Nernst effect, fluctuation diamagnetism and vortices above Tc in cuprates

Nernst-effect and torque magnetometry experiments have provided evidence that, in the hole-doped cuprates, long-range phase coherence vanishes at the critical temperature $T_c$, while the pair condensate survives to a much higher ``onset" temperature $T_{onset}$. In the Nernst experiment, the vortex current produced by a gradient generates a Josephson $E$-field perpendicular to the applied field $\bf H$. In cuprates, this large Nernst signal $e_N$ persists to $T_{onset}\sim$ 130 K. Extensive Nernst experiments in the cuprates LSCO, Bi 2201, and 2212 yield a 3D phase diagram $(x,T,H)$ in fields up to 45 T. This picture has been confirmed by high-resolution torque magnetometry.
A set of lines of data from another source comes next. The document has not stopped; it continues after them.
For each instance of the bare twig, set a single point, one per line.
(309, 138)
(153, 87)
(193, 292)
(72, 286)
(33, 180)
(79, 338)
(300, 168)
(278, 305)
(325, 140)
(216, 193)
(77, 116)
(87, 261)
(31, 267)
In a tilted $\bf H$, local planar supercurrents associated with vortices above $T_c$ produce a torque that deflects a cantilever. At each $T$, the diamagnetic magnetization inferred matches the field profile of the Nernst $e_N$. The high-resolution measurement of the diamagnetic susceptibility $\chi$ over 5 field decades uncovers an unusual, fragile ``London rigidity'' that exists in the pseudogap state of Bi 2212 and 2201. The magnetization curves below $T_c$ also provide a reliable determination of the upper critical field $H_{c2}$ which is found to scale linearly with $T_{onset}$. I will also preview evidence for pairing without phase coherence at 0.35 K in LSCO for $x < x_c$ in fields to 30-45 T. \newline \newline In collaboration with Yayu Wang, Lu Li, Joseph G. Checkelsky, Michael Naughton, Seiki Komiya, Shimpei Ono, Yoichi Ando, Shin-ichi Uchida and Genda Gu.